O objetivo da reforma de São João Paulo II era tornar o processo mais simples e rápido, além de menos caro, e, ao mesmo tempo, ainda mais transparente mediante a circulação de informações entre várias equipes de trabalho, tanto locais quanto no Vaticano. Com as mudanças implementadas, a comprovação da veracidade nas investigações sobre a vida do candidato ficou a cargo de um colégio de relatores responsáveis por examinar a causa.

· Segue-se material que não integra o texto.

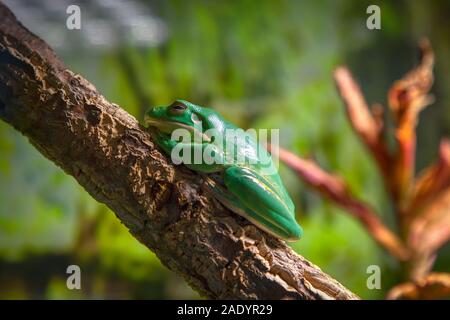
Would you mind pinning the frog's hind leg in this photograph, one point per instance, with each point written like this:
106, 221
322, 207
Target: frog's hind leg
231, 202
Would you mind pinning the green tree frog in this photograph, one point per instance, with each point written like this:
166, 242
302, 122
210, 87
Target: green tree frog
236, 168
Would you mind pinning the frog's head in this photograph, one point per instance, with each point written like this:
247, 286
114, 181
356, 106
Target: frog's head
180, 114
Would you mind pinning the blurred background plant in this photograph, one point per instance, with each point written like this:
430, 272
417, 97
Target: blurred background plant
262, 64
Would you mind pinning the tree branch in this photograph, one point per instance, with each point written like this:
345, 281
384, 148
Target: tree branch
165, 207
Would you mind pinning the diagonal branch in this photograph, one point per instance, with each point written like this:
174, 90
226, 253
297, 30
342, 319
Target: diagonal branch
163, 206
334, 188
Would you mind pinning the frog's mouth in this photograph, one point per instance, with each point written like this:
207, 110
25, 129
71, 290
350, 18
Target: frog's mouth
167, 127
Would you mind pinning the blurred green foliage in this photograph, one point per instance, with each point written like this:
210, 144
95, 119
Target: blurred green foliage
263, 64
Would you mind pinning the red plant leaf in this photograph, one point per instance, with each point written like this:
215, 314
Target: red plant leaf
432, 286
335, 189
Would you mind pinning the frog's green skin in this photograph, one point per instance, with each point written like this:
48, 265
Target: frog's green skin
244, 187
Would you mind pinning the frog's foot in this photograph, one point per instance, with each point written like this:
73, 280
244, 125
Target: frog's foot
217, 187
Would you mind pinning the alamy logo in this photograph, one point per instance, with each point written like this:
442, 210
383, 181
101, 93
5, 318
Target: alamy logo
374, 20
73, 21
74, 278
232, 146
374, 280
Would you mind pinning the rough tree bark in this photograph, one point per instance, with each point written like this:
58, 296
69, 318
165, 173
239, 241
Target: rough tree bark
165, 207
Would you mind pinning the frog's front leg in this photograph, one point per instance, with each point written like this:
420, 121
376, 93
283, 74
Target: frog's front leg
262, 205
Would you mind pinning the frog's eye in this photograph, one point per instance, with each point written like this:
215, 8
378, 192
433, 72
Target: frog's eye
195, 118
177, 108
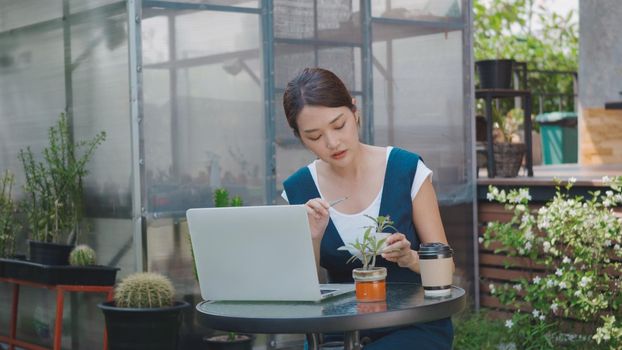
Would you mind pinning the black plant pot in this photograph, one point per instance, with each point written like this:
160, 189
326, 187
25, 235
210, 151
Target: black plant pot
220, 343
49, 253
143, 329
495, 74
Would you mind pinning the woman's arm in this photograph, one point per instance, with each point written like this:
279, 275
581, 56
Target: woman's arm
427, 219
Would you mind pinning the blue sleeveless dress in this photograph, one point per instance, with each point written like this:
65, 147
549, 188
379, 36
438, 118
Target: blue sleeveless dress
396, 202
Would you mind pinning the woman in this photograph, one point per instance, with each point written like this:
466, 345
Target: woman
376, 181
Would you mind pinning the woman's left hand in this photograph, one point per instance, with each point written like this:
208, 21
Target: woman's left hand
398, 251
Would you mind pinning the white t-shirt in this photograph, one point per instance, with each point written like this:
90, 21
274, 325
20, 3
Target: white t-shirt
351, 226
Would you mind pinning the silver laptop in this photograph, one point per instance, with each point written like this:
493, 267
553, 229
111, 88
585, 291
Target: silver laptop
260, 253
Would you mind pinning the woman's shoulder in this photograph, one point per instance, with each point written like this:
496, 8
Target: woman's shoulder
403, 154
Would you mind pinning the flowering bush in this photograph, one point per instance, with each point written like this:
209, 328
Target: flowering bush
575, 242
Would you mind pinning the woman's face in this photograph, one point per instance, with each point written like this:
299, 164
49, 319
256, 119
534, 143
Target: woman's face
329, 132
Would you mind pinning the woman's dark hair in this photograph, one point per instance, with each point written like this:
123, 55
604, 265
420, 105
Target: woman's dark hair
314, 87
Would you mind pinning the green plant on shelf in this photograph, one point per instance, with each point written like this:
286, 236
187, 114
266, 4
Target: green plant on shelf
53, 190
9, 225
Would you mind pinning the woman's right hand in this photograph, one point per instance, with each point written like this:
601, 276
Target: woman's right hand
317, 212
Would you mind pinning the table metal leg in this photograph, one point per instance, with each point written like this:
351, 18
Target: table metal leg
313, 341
13, 326
489, 140
351, 341
58, 324
528, 141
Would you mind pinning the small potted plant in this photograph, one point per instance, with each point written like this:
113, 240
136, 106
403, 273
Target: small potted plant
143, 314
8, 222
370, 280
508, 149
53, 204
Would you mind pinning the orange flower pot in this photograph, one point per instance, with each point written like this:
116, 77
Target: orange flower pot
370, 284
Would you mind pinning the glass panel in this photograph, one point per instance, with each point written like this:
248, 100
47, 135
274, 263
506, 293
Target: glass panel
343, 61
204, 126
288, 61
15, 14
100, 98
156, 45
339, 20
32, 94
83, 5
233, 3
225, 33
294, 19
417, 9
418, 99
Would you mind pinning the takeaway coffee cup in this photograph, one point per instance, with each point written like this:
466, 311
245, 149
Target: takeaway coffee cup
435, 260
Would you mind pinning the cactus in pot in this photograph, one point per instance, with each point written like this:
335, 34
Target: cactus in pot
144, 290
143, 314
82, 255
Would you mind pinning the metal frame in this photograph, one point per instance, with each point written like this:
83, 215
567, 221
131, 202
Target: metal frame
134, 19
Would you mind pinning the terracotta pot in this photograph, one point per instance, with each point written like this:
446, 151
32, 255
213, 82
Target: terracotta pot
370, 284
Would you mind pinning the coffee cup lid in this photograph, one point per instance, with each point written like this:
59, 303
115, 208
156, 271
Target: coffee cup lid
435, 248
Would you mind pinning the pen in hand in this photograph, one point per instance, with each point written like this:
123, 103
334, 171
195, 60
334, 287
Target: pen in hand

Estas novas orientações possibilitaram uma impressionante “aceleração” dos processos de canonização. Basta constatar que, entre 1587 (ano do estabelecimento do ofício de “promotor Fidei“) e 1983 (ano da reforma no processo das canonizações), tinha havido cerca de 300 canonizações (em quase 400 anos); em contrapartida, de 1983 até 2005 (ano do falecimento de São João Paulo II), foram cerca de 500 canonizações e mais de 1300 beatificações (em apenas 22 anos).

O advogado do diabo na cultura popular

O termo “advogado do diabo” acabou sendo usado para designar aquela pessoa que elabora um discurso aparentemente contrário ao seu próprio ponto de vista, a fim de demonstrar os “furos” daquela posição.

Curiosamente, a própria expressão “advogado do diabo” já é uma aplicação dessa tática. Ela dá a entender que se está “advogando em prol do diabo” quando, em realidade, se advoga contra ele: apresenta-se uma série de argumentos aparentemente acusatórios para, no fim, corroborar as verdades que o diabo não gostaria que aparecessem.